Alesia nodded. "Yes, and I mention all of you in it." She took a deep breath before starting.

"What is it that makes a person? Is it their personality? Is it their personal experiences that shared their personality? I have always struggled with that question. What is it that makes me the person I am? Who am I? Can I ever be more than this? Will I ever see myself as more than just a girl with post-traumatic stress disorder? This disorder that consumes my life, my thoughts and my actions. Will there ever be a day where I will wake up and not be pledged my memories of past events?

Maybe I should start from the beginning. My name is Alesia Floros. Is my name familiar? Have you heard it before? It is likely you never have heard my name, I'm not a singer or an actress. Honestly, I have no talent to speak of. Yet there is still a chance you know my name, or maybe you have forgotten my name longer ago but remember my story.

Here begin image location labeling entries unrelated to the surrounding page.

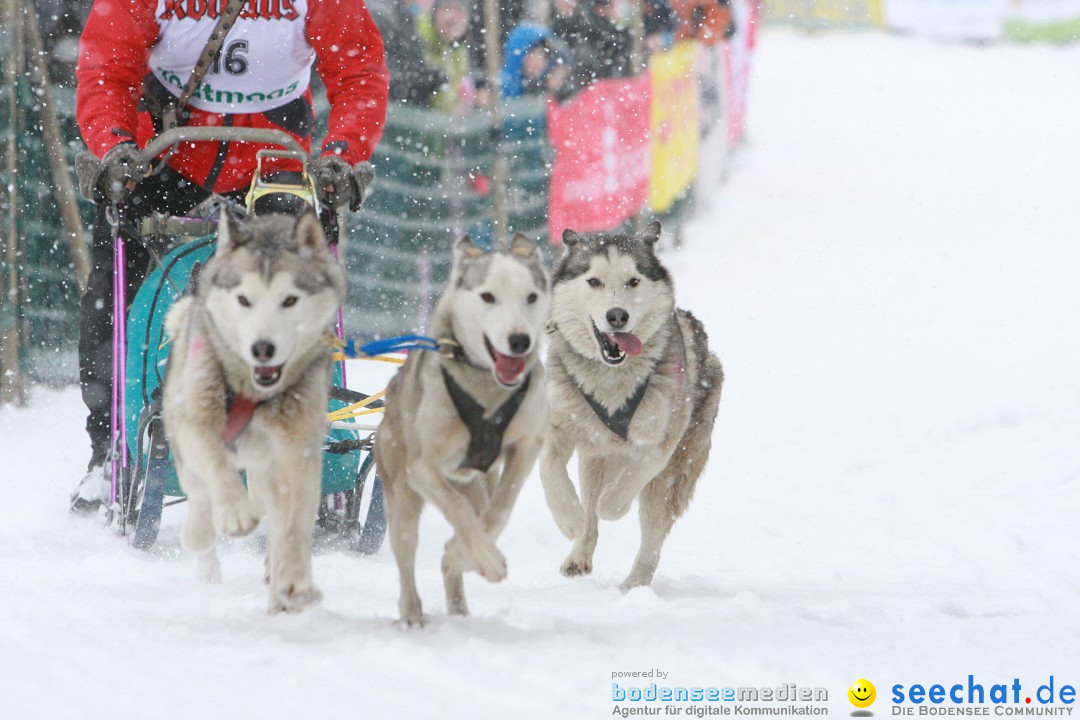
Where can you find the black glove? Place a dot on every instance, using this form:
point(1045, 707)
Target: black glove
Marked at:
point(339, 184)
point(121, 168)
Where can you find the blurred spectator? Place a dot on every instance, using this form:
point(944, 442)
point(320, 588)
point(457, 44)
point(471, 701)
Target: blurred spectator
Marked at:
point(412, 79)
point(511, 13)
point(707, 21)
point(536, 63)
point(599, 48)
point(442, 32)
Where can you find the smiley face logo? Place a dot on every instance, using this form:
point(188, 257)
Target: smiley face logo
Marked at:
point(862, 693)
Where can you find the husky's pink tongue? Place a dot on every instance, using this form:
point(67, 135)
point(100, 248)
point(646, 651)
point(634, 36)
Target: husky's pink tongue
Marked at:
point(508, 368)
point(628, 341)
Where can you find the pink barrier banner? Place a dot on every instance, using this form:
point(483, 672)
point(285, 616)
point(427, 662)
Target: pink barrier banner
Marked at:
point(603, 155)
point(739, 52)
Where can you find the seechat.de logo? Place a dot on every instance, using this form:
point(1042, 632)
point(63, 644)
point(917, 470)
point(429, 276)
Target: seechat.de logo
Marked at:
point(862, 693)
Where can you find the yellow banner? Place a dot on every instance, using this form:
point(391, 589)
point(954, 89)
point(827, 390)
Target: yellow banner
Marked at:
point(675, 132)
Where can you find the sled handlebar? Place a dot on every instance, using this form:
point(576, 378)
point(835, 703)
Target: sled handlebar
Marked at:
point(220, 134)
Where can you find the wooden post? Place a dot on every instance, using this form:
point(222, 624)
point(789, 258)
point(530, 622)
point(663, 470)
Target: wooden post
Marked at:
point(12, 389)
point(57, 159)
point(493, 58)
point(637, 55)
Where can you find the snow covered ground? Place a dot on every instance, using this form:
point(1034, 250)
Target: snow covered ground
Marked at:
point(891, 281)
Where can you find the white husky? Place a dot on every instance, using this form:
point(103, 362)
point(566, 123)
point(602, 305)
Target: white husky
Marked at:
point(246, 389)
point(462, 429)
point(634, 391)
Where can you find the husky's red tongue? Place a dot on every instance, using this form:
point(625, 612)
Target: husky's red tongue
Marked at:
point(626, 341)
point(508, 367)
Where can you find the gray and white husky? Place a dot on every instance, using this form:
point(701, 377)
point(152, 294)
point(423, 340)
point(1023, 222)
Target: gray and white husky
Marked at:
point(462, 428)
point(246, 389)
point(633, 389)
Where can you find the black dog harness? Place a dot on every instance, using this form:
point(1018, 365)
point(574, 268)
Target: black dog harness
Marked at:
point(618, 422)
point(485, 435)
point(239, 411)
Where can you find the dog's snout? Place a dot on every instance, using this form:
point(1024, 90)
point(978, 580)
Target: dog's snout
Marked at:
point(520, 343)
point(618, 317)
point(262, 351)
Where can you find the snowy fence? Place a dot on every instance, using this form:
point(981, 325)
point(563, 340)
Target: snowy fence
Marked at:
point(434, 184)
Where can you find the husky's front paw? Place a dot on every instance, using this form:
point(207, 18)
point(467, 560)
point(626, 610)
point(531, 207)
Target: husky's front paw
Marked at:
point(577, 564)
point(294, 598)
point(570, 518)
point(238, 518)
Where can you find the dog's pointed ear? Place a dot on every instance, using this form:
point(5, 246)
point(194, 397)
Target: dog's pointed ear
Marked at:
point(523, 247)
point(651, 235)
point(228, 233)
point(309, 233)
point(463, 249)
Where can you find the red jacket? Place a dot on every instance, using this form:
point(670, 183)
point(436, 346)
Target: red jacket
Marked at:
point(115, 53)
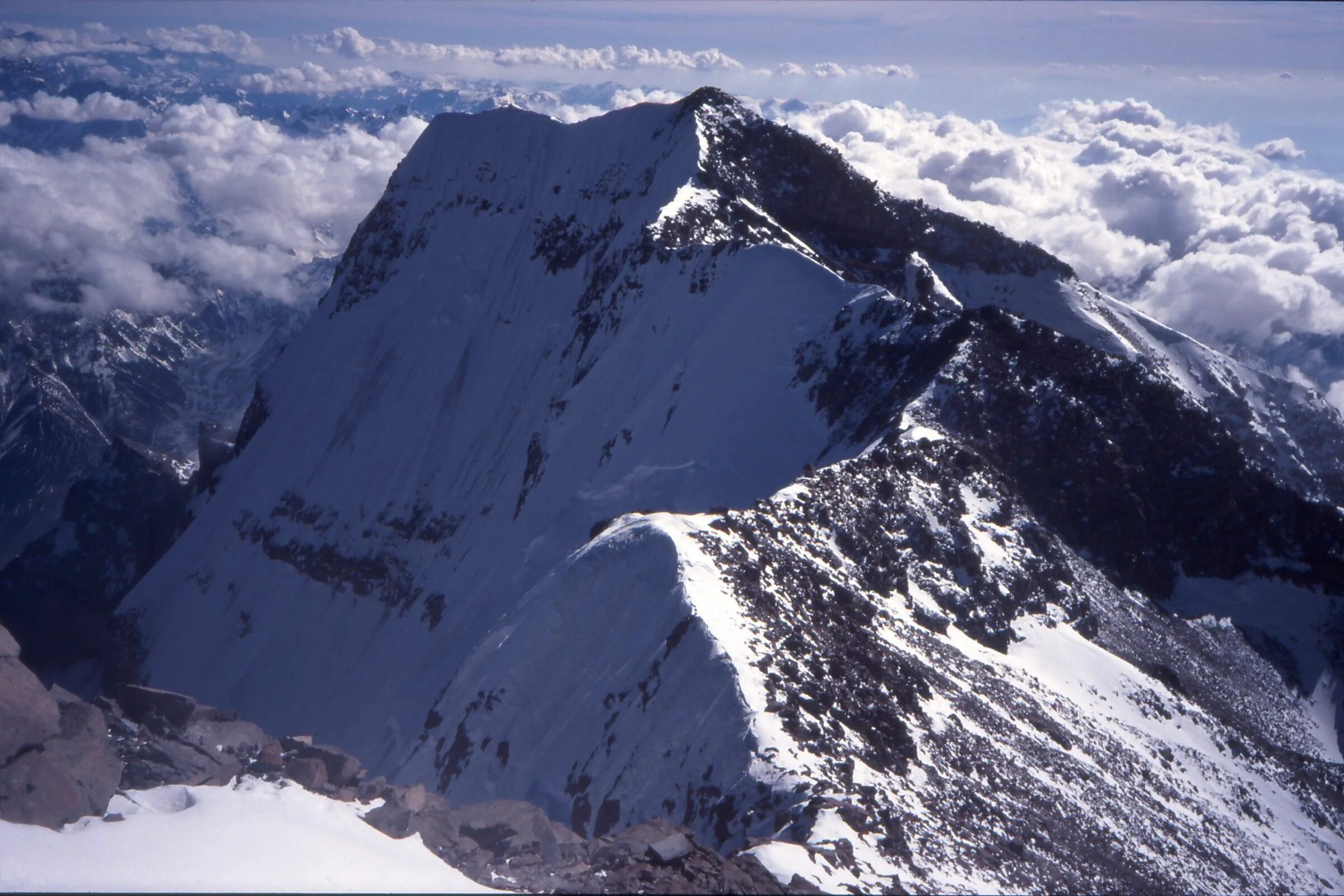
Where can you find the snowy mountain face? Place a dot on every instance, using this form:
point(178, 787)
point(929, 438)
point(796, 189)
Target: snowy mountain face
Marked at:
point(662, 466)
point(72, 385)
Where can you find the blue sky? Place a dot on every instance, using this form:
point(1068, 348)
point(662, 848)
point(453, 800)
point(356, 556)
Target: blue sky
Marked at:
point(1198, 62)
point(1187, 157)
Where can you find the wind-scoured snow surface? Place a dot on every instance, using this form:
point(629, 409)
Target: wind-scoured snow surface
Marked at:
point(659, 465)
point(253, 836)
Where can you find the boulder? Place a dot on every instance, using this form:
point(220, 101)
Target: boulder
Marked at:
point(269, 759)
point(74, 774)
point(142, 703)
point(307, 772)
point(166, 760)
point(27, 712)
point(8, 647)
point(213, 729)
point(670, 850)
point(342, 769)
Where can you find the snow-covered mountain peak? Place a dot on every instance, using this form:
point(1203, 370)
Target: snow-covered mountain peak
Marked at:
point(660, 464)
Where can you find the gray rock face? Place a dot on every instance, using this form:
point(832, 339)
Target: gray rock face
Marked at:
point(55, 759)
point(27, 713)
point(140, 703)
point(65, 759)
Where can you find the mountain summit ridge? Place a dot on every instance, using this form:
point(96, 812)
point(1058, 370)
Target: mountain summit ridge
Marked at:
point(482, 527)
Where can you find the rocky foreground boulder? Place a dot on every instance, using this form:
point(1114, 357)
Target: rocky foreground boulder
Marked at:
point(64, 758)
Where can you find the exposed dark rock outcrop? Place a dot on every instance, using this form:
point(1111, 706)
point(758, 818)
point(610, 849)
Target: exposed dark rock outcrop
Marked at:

I was born in Melbourne, Australia in 1997 to Nelson Floros and Leah Anderson alongside my twin sister Mackenzie. From the moment we were born, Mackenzie and I were inseparable. Like most identical twins we shared an incredible close bond. We weren't two different people but two halves of one whole being.

Is it starting to come back to you now?

Sadly Mackenzie is the only happy memory of my early childhood. My mother, Leah was very far from being 'mother of the year'. The way Leah saw our situation, was that she was a beautiful young woman held back by a marriage and two little bratty children. She never wanted to be a mother and just because she had accidentally become one doesn't mean she would play the part. She was an incredible actress, not that she would ever win any awards for her performance. She had managed to convince everyone, including my father, that she was the perfect ideal mother. Yet I knew that wasn't true. I saw who she really was as she let her true colours shown behind closed doors.

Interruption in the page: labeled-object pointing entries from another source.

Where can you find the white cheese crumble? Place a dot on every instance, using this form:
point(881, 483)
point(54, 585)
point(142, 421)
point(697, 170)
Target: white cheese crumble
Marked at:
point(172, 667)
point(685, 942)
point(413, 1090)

Leah Anderson was cold and cruel. Her words were stabbed us like a knife, then as we began to recover from the blow, she would stab us with real ones. My four-year-old body was covered with cuts, bruises and scratches, but Leah had a story to conceal everything. 'You know how clumsy Alesia is, that mark above her eyes is there because she ran into the table.' 'Silly Mackenzie was playing on the stairs, the poor little thing fell down them.' How anyone to know what was really going on? She was an actress, and our home was the stage.

Yet that was only the tip of the iceberg. Leah was unbearable sober but add alcohol into the equation, and she became a nightmare. Unlike other children our age, Mackenzie and I weren't afraid of the bogeyman lurking under the bed or in the closet, we were afraid of the monster that wore the face of our mother. Drunk Leah created the problems of bruises and cuts, but it was sober Leah that covered them up.